Over the last few months, the noose had been tightening around the neighbourhood, which has earned a bad name as a safe haven for the drug and arms trade, extortionists, kidnappers and street crime gangs. A week ago, the government had sent the police in and offered bounty money for several well-known leaders in the area.
“We will continue to pursue the criminals with a bounty even after the operation has concluded,” said the police chief. When asked what constituted the end of the operation, the IG said, “establishing pickets and cleaning out criminals”.
Four alleged criminals and five policemen have been killed. Eight to ten officials have been wounded. The police’s method has been questioned as people in Lyari allege that their aim was not targeted enough and innocent people were caught in the cross-fire. “This is a tricky situation and you can’t say that people are dying from police bullets,” said IG Shah. “Criminals created the situation in the area and in the end they are responsible for the deaths.”
The police was not able to verify whether 70 per cent of an area was cleared. The IG said that the crime headquarters at Afshani Road were under control.

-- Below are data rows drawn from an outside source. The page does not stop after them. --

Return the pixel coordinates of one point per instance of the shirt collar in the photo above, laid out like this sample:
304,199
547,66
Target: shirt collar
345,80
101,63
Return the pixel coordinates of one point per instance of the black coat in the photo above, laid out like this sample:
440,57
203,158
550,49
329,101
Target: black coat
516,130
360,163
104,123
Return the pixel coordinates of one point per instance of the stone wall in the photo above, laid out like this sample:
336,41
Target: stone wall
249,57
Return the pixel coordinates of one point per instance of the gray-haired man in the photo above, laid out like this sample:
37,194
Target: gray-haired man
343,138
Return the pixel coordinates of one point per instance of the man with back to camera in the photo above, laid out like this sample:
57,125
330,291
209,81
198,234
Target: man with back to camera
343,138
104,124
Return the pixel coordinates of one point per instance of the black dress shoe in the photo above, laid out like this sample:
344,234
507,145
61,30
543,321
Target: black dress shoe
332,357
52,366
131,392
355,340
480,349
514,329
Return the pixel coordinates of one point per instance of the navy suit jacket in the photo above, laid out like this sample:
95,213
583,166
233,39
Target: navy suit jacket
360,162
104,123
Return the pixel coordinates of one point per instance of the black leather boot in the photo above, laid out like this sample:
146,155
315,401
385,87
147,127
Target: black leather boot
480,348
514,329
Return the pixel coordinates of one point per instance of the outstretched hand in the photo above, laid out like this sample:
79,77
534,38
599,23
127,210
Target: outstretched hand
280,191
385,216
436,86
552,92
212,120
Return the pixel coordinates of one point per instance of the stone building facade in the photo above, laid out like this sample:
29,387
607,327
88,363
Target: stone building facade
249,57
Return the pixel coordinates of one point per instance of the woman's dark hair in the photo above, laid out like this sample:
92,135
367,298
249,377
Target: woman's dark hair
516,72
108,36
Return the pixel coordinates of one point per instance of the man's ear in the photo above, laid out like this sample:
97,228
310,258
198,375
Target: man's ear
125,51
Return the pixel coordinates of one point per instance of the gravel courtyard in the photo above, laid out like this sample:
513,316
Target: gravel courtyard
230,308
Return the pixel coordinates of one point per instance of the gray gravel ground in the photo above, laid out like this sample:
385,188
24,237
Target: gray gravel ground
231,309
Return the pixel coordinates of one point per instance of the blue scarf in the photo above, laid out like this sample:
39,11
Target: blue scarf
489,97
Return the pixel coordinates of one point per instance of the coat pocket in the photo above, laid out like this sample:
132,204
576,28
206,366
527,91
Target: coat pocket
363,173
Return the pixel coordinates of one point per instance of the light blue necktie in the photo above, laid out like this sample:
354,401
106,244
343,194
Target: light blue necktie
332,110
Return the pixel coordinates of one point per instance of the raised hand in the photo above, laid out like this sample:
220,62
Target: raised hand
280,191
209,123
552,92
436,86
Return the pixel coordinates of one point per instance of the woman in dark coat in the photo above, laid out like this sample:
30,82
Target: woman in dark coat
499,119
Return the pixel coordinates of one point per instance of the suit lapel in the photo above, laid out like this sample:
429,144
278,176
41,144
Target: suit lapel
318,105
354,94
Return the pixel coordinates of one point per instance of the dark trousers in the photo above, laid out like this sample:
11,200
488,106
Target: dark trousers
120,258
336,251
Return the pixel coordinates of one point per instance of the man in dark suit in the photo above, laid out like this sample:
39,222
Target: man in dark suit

The head of the Peoples Amn Committee and a main target of the operation, Uzair Baloch, managed to organise a rally at the Football House on Wednesday despite the ongoing operation. “We will arrest him or kill him,” said the IG. The government has offered Rs1.5 million for his arrest. When pressed on why the police were unable to capture Baloch, the IG said, “If it were that easy to just go and pick him up we wouldn’t even be in this situation in the first place”.
It’s not political, it’s criminal
Deputy police chief Akhtar Hussain Gorchani reiterated that the operation was not political at the press conference, which was held at Central Police Office.

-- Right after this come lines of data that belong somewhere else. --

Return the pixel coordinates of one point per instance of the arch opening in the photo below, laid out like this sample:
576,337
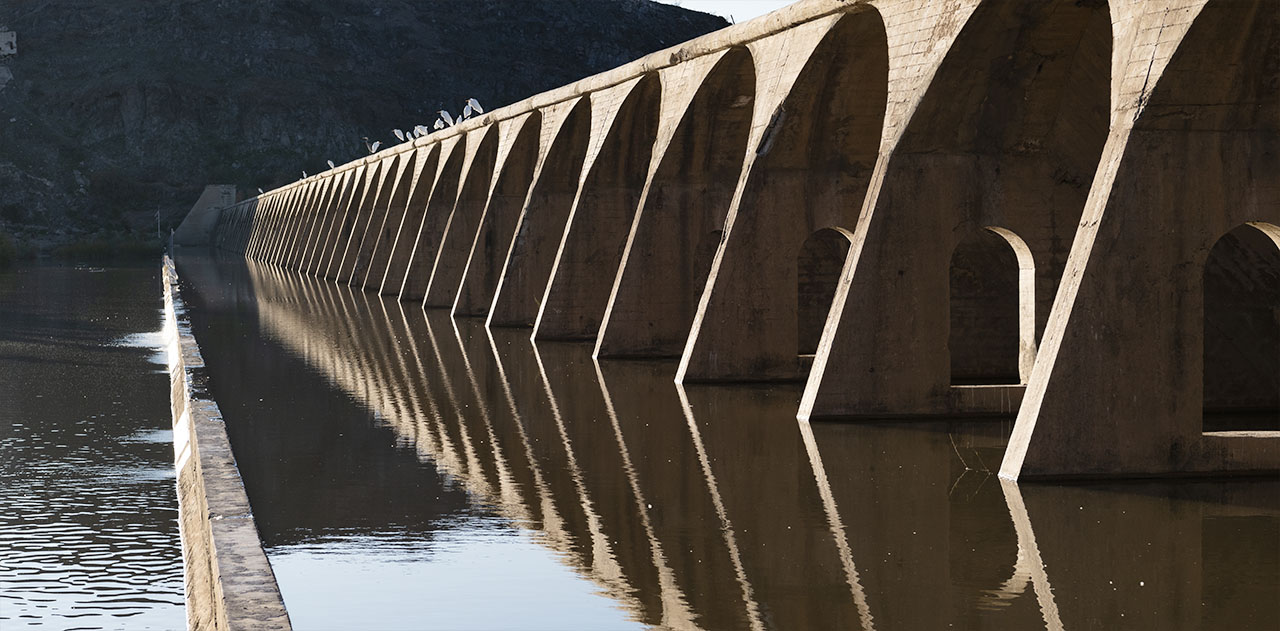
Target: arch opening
1242,330
818,266
992,309
682,216
492,241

“The current IG and I have ensured that we do not lean towards any party during our tenure,” he maintained. “Yes, the ruling party of any city gets concessions at times and has to be catered to, but not in cases like these.”
Gorchani dispelled the notion that the operation was being held against a party or person, saying that if as many weapons were reported circulating around Azizabad as they were in Lyari, then the same action would be enforced.
Meanwhile, much the same was reported from Lyari on Thursday. Four rockets were fired at the police who showed no signs of removing their deployments in the area to signal an end to the operation. New pickets are being set up around the neighbourhood where the IG said the police have been advancing, but the majority of Lyari can be accessed by anyone wishing to enter it.
Despite the rocket attacks, DIG South Commandant Shaukat Ali Shah echoed the IG’s words saying that the police didn’t face as fierce a fight on Thursday as they did earlier.
“We have taken control of the entry and exit points like Adam Khan Road and others.”
Shah said that it is likely that Uzair Baloch and others with bounties would be caught after the operation.
The police alleged that the Taliban and Balochistan Liberation Army were involved in the violence and are taking up arms with criminals but they could not provide any proof aside from speculation.
Published in The Express Tribune, May 4th, 2012.